The "925" telephone area code was not created until 1998, but its west-of-hills/east-of-hills geological/political divide is useful for explaining the tenuity of Tauscher's victory in '96 -- Tauscher's big margin in the tiny, Democrat-laden "510" portion of CD-10 (8% of total CD-10 vote) overpowered Baker's small win in the enormous "925" part of the district (92% of total CD-10 vote).
In 2000, CD-10 supported Al Gore over George W. Bush (51%-45%). In the re-districting following the 2000 Census of Population, CD-10 was re-configured to become more Democratic, including the strongly Democratic community of El Cerrito and much of Concord, along with portions of Solano and Sacramento counties.
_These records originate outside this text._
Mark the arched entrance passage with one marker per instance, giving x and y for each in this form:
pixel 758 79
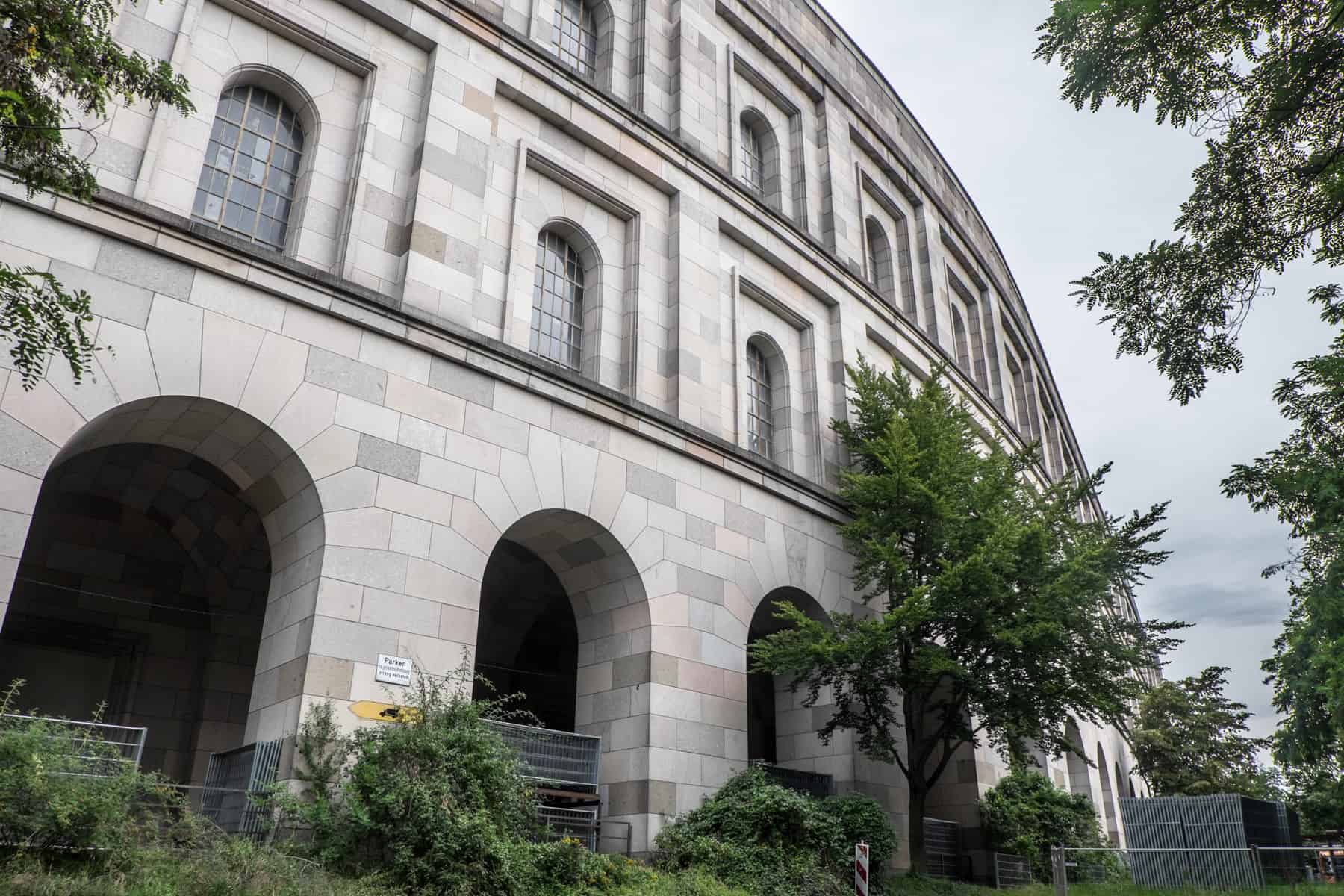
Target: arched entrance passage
pixel 169 563
pixel 1108 798
pixel 780 729
pixel 564 620
pixel 1080 777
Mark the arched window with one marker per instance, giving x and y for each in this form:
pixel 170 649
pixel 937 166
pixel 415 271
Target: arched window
pixel 759 155
pixel 759 403
pixel 558 301
pixel 880 260
pixel 960 343
pixel 252 166
pixel 576 35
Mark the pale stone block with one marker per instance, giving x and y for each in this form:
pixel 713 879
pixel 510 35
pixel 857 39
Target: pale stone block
pixel 414 500
pixel 396 358
pixel 449 548
pixel 275 378
pixel 359 528
pixel 363 417
pixel 238 301
pixel 472 452
pixel 517 476
pixel 175 332
pixel 331 452
pixel 447 476
pixel 228 349
pixel 339 600
pixel 579 464
pixel 351 640
pixel 320 329
pixel 547 470
pixel 351 488
pixel 425 402
pixel 128 364
pixel 42 410
pixel 494 500
pixel 308 413
pixel 410 535
pixel 399 612
pixel 18 491
pixel 458 623
pixel 472 524
pixel 428 579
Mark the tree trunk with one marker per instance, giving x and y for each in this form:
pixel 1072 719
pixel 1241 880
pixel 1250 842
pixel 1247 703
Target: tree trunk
pixel 918 797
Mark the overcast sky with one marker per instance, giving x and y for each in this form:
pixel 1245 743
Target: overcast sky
pixel 1055 187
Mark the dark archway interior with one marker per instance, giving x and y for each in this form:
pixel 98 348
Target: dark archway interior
pixel 143 586
pixel 527 638
pixel 762 743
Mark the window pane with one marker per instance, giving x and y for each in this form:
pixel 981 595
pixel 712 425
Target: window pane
pixel 558 301
pixel 245 172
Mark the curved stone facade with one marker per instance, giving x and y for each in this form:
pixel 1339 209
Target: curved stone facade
pixel 402 388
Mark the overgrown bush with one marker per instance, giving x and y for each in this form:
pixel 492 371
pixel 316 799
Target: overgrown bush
pixel 771 840
pixel 437 802
pixel 1026 815
pixel 60 788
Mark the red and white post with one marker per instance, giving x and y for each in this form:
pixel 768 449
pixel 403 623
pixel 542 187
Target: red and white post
pixel 860 869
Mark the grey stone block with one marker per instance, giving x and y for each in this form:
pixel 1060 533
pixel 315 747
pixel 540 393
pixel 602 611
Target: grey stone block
pixel 651 484
pixel 699 585
pixel 112 299
pixel 344 375
pixel 388 457
pixel 141 267
pixel 461 382
pixel 744 521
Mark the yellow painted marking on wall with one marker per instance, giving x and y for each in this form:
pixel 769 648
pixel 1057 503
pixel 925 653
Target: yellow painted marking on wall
pixel 382 711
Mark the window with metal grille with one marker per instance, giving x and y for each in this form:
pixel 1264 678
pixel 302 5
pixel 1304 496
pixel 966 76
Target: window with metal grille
pixel 759 408
pixel 753 158
pixel 558 301
pixel 576 35
pixel 252 166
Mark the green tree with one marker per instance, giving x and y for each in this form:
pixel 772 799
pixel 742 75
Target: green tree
pixel 60 69
pixel 1026 815
pixel 995 609
pixel 1265 82
pixel 1192 741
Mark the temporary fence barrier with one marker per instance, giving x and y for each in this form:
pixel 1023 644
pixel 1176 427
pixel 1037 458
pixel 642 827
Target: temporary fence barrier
pixel 557 759
pixel 1012 871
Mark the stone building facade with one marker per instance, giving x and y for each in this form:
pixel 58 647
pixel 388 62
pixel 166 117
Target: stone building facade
pixel 511 332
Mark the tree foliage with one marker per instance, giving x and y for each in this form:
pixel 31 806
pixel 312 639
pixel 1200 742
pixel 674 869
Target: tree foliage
pixel 1303 481
pixel 994 603
pixel 774 841
pixel 1191 741
pixel 60 70
pixel 1026 815
pixel 1265 81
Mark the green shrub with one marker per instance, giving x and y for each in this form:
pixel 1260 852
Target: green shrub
pixel 773 841
pixel 60 788
pixel 437 802
pixel 1026 815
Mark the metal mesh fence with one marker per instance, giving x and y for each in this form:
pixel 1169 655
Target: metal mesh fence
pixel 942 848
pixel 233 780
pixel 102 748
pixel 1012 871
pixel 557 759
pixel 1222 869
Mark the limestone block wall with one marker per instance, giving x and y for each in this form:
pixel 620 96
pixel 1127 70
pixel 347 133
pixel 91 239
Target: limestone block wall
pixel 370 386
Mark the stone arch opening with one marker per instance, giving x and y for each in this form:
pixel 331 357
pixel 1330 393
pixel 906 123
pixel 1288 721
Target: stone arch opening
pixel 780 729
pixel 171 561
pixel 1108 797
pixel 564 620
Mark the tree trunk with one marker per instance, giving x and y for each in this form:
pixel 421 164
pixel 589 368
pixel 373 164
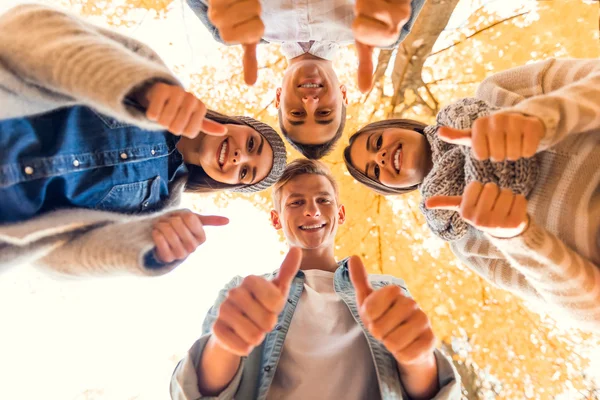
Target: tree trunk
pixel 414 51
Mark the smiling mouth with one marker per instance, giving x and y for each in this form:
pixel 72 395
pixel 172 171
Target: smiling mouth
pixel 312 228
pixel 222 153
pixel 397 159
pixel 310 86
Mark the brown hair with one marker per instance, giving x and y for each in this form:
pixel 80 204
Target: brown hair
pixel 301 167
pixel 376 186
pixel 315 151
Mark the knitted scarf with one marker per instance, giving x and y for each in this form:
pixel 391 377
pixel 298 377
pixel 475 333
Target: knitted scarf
pixel 454 167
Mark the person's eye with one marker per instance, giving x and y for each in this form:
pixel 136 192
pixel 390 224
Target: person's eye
pixel 379 142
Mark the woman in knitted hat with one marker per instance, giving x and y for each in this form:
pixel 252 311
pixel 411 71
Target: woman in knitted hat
pixel 96 147
pixel 512 186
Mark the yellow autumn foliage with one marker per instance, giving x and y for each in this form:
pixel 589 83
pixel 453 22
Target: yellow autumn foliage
pixel 504 350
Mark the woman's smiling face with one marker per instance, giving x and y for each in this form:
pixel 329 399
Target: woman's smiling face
pixel 241 157
pixel 395 157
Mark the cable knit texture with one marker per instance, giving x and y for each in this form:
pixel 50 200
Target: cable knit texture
pixel 454 167
pixel 48 60
pixel 556 261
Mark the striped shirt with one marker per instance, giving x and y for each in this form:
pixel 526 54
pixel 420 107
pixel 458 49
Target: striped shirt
pixel 556 260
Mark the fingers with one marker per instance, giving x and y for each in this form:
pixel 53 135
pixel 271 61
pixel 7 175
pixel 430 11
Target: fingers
pixel 289 269
pixel 360 279
pixel 229 340
pixel 400 311
pixel 455 136
pixel 240 324
pixel 213 220
pixel 250 64
pixel 451 203
pixel 213 128
pixel 365 66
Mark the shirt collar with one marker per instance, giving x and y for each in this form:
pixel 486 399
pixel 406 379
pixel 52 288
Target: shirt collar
pixel 324 50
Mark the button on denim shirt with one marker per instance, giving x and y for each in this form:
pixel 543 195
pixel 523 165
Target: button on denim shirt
pixel 256 372
pixel 76 157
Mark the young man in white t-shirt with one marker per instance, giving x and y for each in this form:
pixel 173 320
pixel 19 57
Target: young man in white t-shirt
pixel 316 328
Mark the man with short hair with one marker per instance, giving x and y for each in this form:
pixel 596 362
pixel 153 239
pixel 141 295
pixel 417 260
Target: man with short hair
pixel 316 328
pixel 311 101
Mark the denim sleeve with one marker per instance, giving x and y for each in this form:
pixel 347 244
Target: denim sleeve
pixel 184 382
pixel 200 8
pixel 416 6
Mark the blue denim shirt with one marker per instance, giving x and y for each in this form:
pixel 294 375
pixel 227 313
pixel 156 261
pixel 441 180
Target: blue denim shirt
pixel 76 157
pixel 256 372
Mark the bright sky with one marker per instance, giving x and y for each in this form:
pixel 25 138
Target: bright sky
pixel 120 338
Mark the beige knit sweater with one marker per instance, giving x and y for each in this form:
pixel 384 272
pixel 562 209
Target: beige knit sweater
pixel 48 60
pixel 556 261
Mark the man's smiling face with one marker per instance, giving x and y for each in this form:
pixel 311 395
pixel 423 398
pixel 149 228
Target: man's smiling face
pixel 309 213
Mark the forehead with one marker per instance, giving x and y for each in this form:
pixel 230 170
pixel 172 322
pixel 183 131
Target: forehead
pixel 307 185
pixel 358 151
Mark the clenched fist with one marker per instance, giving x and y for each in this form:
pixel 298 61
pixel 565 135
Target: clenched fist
pixel 177 234
pixel 178 111
pixel 239 22
pixel 403 328
pixel 377 23
pixel 250 310
pixel 499 212
pixel 499 137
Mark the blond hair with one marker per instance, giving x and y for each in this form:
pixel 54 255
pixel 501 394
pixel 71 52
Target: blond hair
pixel 301 167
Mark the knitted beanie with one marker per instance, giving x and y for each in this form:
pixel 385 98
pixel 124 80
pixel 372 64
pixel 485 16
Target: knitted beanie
pixel 279 156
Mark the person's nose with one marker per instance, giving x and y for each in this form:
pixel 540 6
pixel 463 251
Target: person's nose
pixel 238 157
pixel 312 209
pixel 380 158
pixel 310 103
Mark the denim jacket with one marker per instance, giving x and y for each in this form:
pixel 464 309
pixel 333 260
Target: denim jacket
pixel 255 374
pixel 77 157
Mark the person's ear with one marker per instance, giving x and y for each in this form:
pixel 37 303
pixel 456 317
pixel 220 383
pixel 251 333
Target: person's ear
pixel 275 221
pixel 277 98
pixel 341 214
pixel 344 93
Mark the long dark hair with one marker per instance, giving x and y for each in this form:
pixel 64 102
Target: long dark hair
pixel 378 187
pixel 198 180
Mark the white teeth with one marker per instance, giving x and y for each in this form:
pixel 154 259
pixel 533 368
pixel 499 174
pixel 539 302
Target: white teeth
pixel 311 85
pixel 310 227
pixel 397 159
pixel 222 155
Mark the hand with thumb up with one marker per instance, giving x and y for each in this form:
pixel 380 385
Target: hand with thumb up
pixel 239 22
pixel 498 212
pixel 499 137
pixel 403 328
pixel 250 311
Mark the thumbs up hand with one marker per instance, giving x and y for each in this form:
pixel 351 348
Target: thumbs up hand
pixel 239 22
pixel 393 319
pixel 499 212
pixel 377 23
pixel 250 310
pixel 499 137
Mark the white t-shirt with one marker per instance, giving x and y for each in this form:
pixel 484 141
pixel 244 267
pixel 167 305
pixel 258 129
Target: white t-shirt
pixel 325 354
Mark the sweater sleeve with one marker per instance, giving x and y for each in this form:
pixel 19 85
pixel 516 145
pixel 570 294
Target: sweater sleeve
pixel 184 382
pixel 108 248
pixel 51 59
pixel 565 280
pixel 562 93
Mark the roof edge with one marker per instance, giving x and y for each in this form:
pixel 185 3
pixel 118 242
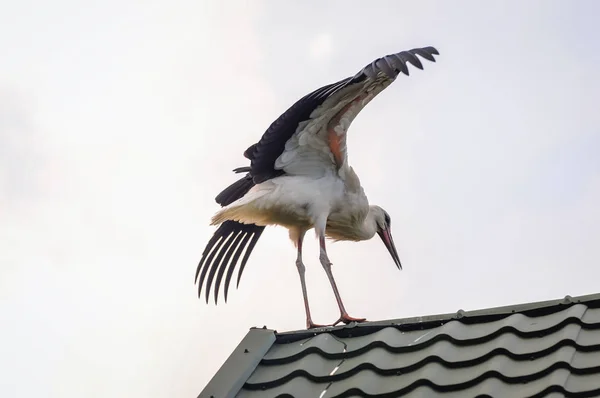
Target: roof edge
pixel 430 321
pixel 234 372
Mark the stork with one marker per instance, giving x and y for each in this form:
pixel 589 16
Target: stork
pixel 299 178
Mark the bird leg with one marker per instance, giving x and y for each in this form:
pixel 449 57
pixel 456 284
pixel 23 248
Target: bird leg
pixel 301 271
pixel 344 317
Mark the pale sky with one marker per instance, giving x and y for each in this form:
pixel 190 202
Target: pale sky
pixel 121 120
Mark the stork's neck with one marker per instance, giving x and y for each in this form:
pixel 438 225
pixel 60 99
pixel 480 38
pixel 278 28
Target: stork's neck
pixel 368 228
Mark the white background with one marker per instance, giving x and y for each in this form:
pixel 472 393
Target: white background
pixel 121 120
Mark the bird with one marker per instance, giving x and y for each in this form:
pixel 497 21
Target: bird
pixel 300 178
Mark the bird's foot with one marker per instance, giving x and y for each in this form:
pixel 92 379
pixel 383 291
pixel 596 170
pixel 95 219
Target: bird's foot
pixel 345 318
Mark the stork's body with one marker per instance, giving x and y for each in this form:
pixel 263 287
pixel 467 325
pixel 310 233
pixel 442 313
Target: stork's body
pixel 299 178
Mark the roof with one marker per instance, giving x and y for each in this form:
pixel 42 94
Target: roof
pixel 549 349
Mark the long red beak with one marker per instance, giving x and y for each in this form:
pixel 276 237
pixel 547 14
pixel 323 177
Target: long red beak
pixel 388 241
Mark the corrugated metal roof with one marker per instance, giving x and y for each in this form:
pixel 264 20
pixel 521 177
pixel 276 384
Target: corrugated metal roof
pixel 540 349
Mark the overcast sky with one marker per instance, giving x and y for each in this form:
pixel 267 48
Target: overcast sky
pixel 121 120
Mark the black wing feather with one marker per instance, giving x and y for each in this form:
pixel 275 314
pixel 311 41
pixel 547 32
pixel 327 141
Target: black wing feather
pixel 264 153
pixel 231 237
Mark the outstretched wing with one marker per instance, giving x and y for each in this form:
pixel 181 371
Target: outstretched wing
pixel 227 244
pixel 310 137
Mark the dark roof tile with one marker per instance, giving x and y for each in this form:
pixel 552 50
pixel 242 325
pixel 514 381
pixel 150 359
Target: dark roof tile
pixel 539 349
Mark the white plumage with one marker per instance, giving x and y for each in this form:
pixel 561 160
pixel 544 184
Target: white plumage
pixel 299 178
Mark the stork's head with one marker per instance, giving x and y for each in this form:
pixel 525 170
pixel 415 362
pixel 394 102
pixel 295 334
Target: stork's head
pixel 384 230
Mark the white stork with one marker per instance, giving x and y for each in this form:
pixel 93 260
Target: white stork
pixel 299 178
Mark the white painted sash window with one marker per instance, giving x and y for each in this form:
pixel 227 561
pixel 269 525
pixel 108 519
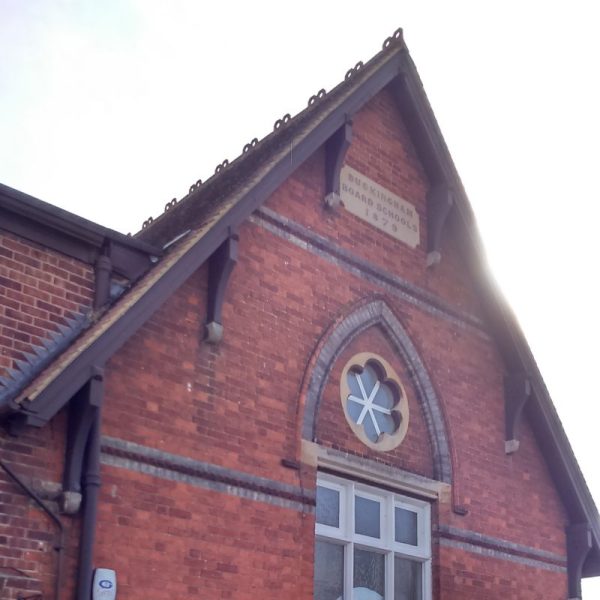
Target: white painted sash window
pixel 370 544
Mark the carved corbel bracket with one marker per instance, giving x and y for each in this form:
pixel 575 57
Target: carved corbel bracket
pixel 517 390
pixel 335 152
pixel 439 205
pixel 220 266
pixel 579 544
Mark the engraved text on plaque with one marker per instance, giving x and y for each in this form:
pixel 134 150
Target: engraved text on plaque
pixel 379 207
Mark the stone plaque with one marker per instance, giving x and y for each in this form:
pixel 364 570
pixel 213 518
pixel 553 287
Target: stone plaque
pixel 379 207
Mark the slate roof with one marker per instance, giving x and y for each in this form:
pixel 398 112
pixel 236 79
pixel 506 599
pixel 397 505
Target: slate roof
pixel 194 228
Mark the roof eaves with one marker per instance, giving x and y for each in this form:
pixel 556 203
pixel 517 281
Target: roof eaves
pixel 61 379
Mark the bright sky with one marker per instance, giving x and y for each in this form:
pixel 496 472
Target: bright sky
pixel 110 109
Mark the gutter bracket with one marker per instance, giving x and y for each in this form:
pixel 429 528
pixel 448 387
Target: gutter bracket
pixel 335 152
pixel 220 266
pixel 439 204
pixel 579 544
pixel 517 390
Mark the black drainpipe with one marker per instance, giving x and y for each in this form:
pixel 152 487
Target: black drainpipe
pixel 60 544
pixel 90 489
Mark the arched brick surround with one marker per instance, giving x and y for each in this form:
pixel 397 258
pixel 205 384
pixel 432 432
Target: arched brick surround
pixel 359 320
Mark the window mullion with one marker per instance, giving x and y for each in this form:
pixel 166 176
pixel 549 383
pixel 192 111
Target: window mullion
pixel 349 571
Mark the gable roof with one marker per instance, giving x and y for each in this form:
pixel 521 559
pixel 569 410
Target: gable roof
pixel 195 227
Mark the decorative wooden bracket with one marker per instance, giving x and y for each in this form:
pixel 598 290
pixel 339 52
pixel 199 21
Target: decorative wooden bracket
pixel 439 205
pixel 579 544
pixel 220 265
pixel 335 152
pixel 517 389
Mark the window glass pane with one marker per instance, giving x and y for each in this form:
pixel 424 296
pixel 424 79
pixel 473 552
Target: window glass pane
pixel 329 571
pixel 366 516
pixel 406 526
pixel 369 575
pixel 328 506
pixel 407 579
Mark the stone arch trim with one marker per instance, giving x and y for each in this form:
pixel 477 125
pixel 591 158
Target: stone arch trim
pixel 348 328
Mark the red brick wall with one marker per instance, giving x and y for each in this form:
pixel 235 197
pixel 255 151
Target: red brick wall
pixel 236 405
pixel 27 536
pixel 38 289
pixel 172 540
pixel 467 576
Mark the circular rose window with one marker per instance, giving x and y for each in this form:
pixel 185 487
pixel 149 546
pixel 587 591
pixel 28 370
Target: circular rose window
pixel 374 401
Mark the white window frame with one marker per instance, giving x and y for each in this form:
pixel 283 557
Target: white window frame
pixel 386 544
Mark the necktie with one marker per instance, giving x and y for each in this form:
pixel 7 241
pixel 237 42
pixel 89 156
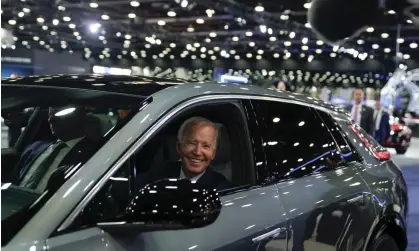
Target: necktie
pixel 356 114
pixel 43 167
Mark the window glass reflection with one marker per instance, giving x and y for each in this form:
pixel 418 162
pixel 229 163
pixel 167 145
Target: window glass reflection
pixel 295 141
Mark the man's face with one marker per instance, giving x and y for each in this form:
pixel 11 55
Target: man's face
pixel 358 96
pixel 197 149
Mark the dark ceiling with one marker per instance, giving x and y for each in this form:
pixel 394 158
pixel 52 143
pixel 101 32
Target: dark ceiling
pixel 206 29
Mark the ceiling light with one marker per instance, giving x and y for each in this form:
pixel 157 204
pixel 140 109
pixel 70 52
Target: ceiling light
pixel 259 8
pixel 184 3
pixel 135 3
pixel 171 13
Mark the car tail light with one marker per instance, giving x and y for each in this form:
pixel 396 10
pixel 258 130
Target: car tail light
pixel 380 155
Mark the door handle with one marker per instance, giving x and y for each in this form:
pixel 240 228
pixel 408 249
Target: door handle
pixel 274 234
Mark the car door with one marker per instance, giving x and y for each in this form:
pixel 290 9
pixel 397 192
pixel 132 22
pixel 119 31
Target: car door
pixel 323 195
pixel 251 217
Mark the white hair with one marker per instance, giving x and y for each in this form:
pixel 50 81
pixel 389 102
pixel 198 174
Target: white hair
pixel 189 123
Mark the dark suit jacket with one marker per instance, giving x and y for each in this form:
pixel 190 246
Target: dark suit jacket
pixel 383 133
pixel 367 118
pixel 79 153
pixel 210 177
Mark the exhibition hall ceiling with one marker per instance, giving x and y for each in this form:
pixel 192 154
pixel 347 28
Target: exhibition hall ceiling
pixel 210 30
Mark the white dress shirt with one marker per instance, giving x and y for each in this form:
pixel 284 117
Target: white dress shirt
pixel 63 152
pixel 358 120
pixel 195 178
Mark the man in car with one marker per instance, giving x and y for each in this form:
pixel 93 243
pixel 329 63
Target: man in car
pixel 362 114
pixel 196 146
pixel 42 158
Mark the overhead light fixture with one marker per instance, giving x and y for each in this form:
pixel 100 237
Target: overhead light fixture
pixel 135 3
pixel 259 8
pixel 94 27
pixel 171 13
pixel 384 35
pixel 184 3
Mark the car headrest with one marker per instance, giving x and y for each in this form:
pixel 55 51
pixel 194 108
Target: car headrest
pixel 223 153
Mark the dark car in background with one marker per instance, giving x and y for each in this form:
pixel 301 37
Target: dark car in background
pixel 302 175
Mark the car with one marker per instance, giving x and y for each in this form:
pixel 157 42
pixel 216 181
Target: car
pixel 400 136
pixel 302 175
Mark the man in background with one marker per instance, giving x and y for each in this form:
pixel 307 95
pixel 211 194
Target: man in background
pixel 362 114
pixel 381 123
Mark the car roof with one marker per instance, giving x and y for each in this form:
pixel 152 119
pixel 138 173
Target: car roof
pixel 176 91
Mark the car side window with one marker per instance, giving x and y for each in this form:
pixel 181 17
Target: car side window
pixel 346 150
pixel 295 141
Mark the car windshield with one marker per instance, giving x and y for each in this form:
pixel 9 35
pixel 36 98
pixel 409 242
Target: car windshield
pixel 47 135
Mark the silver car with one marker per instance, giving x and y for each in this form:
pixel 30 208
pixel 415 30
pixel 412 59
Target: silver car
pixel 302 175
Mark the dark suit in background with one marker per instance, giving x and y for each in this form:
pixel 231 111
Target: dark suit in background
pixel 382 126
pixel 210 177
pixel 366 119
pixel 81 152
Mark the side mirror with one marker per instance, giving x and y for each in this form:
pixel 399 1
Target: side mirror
pixel 170 204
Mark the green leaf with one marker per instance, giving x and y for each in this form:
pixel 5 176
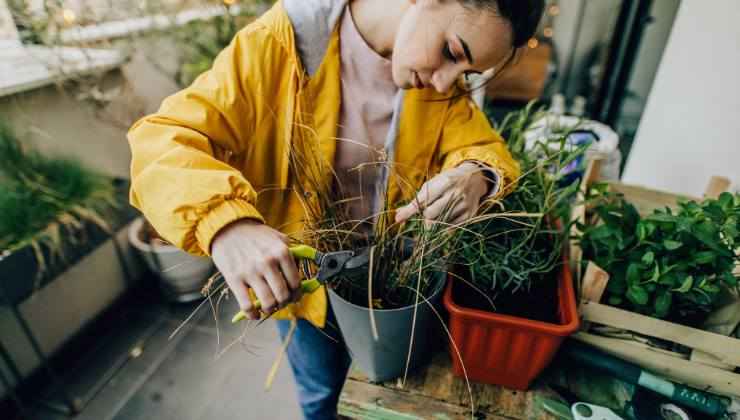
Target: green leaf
pixel 648 258
pixel 729 279
pixel 710 288
pixel 663 304
pixel 671 245
pixel 641 231
pixel 661 218
pixel 686 286
pixel 600 233
pixel 704 257
pixel 638 295
pixel 633 274
pixel 656 275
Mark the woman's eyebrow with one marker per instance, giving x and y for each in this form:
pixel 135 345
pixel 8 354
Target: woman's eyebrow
pixel 466 49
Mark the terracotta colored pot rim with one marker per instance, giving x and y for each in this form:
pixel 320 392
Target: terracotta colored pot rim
pixel 566 306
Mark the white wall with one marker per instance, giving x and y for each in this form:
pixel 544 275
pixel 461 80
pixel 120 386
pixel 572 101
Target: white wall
pixel 691 126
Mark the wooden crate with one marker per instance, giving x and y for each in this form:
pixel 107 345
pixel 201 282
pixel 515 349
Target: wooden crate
pixel 630 336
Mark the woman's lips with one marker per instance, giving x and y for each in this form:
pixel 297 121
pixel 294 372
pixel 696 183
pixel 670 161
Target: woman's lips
pixel 417 80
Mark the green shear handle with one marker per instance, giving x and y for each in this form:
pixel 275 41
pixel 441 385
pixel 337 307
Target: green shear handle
pixel 301 252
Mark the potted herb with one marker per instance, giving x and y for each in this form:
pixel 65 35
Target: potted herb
pixel 53 211
pixel 513 301
pixel 671 264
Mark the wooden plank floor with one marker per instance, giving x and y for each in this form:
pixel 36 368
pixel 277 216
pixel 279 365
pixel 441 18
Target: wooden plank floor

Many of its most Republican areas were transferred to CD-11, a San Joaquin Valley-based district then represented by Richard Pombo (R-Tracy), who was finally ousted by Jerry McNerney (D-Pleasanton) in 2006. Just about all of the houses in San Ramon (Dougherty Valley) and Brentwood within CD-10 have been constructed since 2000.
John Kerry decisively won the new CD-10 over President George W. Bush in 2004 (59%-40%). Kerry lost just two cities with territory within CD-10: Brentwood and Dixon. For the first time in more than a half century, in 2004 Walnut Creek, Livermore and Fairfield backed a Democrat who lost the national popular vote for president.
Barack Obama did even better in 2008, winning CD-10 65%-33% over John McCain. Obama won not only all sixteen cities in CD-10, but also every city in the nine-county Bay Area, a feat that had not been accomplished since the California Secretary of State began reporting presidential vote by cities in 1964. The nearest cities to CD-10 that Obama failed to win in 2008 were Colusa to the north, Paso Robles to the south and Citrus Heights, Galt and Lodi to the east.
Of the eleven CD-10 cities that have been in existence since 1964, Dixon in Solano County is the "bellwether" -- its presidential election returns have mirrored national statistics the best. Dixon has voted for the national winner in 11 of the past 12 presidential elections; it was wrong only in 1976 when it favored Ford over Carter. In 2008, it voted 53.0%-45.0% for Obama-McCain, very close to the national percentages of 53.1%-45.8%. By CalPolitical's measure, Dixon is the sixth best "bellwether" city in California. (The best "presidential bellwether" city in California is Blythe, a city that is along Interstate Highway 10 near the Colorado River and Arizona border.)